Manuel Caldas de Almeida, vice-presidente da União das Misericórdias Portuguesas (UMP) escreveu um artigo de opinião na edição de outubro do jornal “Voz das Misericórdias” sobre os tempos que vivemos e como devemos preparar o futuro na resposta aos mais idosos.

Manuel Caldas de Almeida
Vice-presidente da União das Misericórdias Portuguesas

Esta será talvez uma das mais graves crises que as Misericórdias de Portugal atravessaram, tendo que continuar a cumprir a nossa missão em plena pandemia mundial, com necessidades acrescidas dos mais frágeis da sociedade e com quem ponha em causa a nossa ética, missão e importância na sociedade. Além disso, os crescentes custos impostos pelas medidas sanitárias vieram juntar-se a situações anteriores de difícil sustentabilidade institucional.

A afirmação do setor social e das Misericórdias como suporte dos mais frágeis e motor de desenvolvimento, emprego, viabilidade e equidade territorial pode ser posto em causa por alguns, mas é afirmada diariamente quer a nível local, quer pela afirmação de consistência, profissionalismo, ética e espírito de missão. Os resultados aos vários níveis durante estes terríveis últimos meses falam por nós.

Olhar para o futuro próximo e distante exige resiliência e manutenção da capacidade de exercer as nossas obras para além da simples sobrevivência financeira, num esforço individual, mas sempre bem articulado, quer a nível regional quer nacional.

Também as entidades oficiais, governos, sociedade civil e cidadãos portugueses saberão que este valioso património que são as Misericórdias merece e necessita da participação e do suporte que manteve a sua importância nacional, aliada à capacidade de resposta local, e que a sua missão e desempenho merecem.

Exige-se uma comparticipação rigorosa, mas realista nas várias valências e atividades, considerando com honestidade os acréscimos de custos multifatoriais dos últimos três anos e principalmente desde março de 2020.

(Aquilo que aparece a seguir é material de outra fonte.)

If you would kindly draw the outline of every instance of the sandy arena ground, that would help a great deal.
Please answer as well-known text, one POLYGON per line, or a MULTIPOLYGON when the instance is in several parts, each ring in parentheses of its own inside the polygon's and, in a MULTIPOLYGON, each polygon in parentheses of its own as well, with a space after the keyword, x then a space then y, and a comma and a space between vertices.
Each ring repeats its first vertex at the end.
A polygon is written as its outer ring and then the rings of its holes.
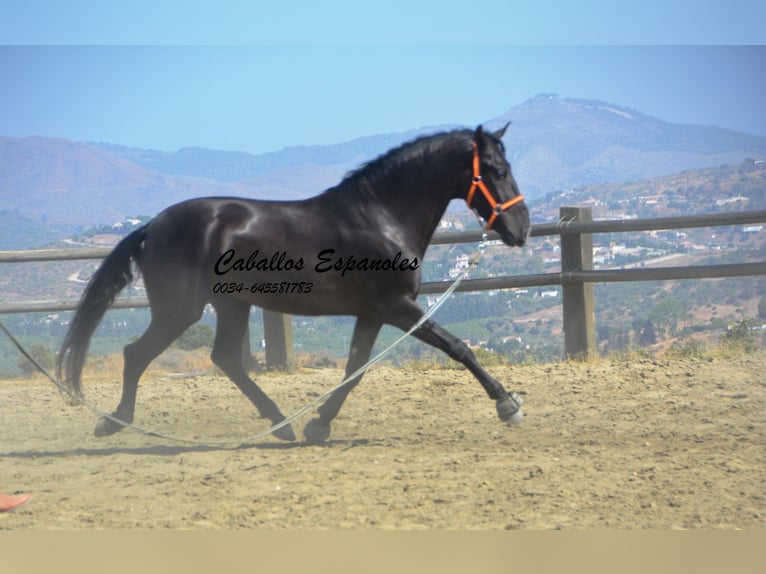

Simultaneamente a esta evidência da problemática da sustentabilidade, a pandemia veio tornar claro que as respostas às pessoas mais velhas estão afastadas da realidade no que respeita à legislação e enquadramento.

É evidente para quem trabalha nesta área que as pessoas mais velhas querem hoje (felizmente) manter a qualidade de vida de que usufruíram ao longo do seu percurso e esta exigência ultrapassa agora largamente o suporte hoteleiro e de atividades básicas de vida.

A entrada na terceira idade da geração que na adolescência e enquanto adultos jovens tanto questionaram o “status quo” é obviamente momento de novas necessidades expressas. Aliado a isto temos o fator longevidade com crescente número de pessoas com muitos anos e com dependências físicas e funcionais, fragilidades geriátricas e demências.

A pandemia veio assim evidenciar a necessidade urgente de rever toda a definição e prática de lar, centro de dia e apoio domiciliário.

A UMP iniciou este processo pelo serviço de apoio domiciliário (SAD), obviamente cada vez mais o pilar de suporte aos mais idosos. Depois de uma apresentação oficial pública, obrigatoriamente com as restrições do momento que vivemos, seguiram-se dois webinares com ampla participação e esperamos agora comentários e participação ativa para que este seja um projeto das Misericórdias e não apenas da UMP.

Temos agora em preparação o projeto Lar do Futuro e Centro de Dia.

Pretende-se, mais do que a necessária adaptação as realidades atuais e futuras, desenvolver uma proposta de trabalho centrada nas necessidades individuais em cada fase da vida e do envelhecimento, numa lógica de continuidade e não de resposta fixa e permanente com um plano partilhado e sequencial.

As crises devem ultrapassar-se com crescimento e evolução individual e institucional. Soluções de sustentabilidade e de adaptação são um trabalho conjunto e têm de ser sentidos por cada Misericórdia como suas.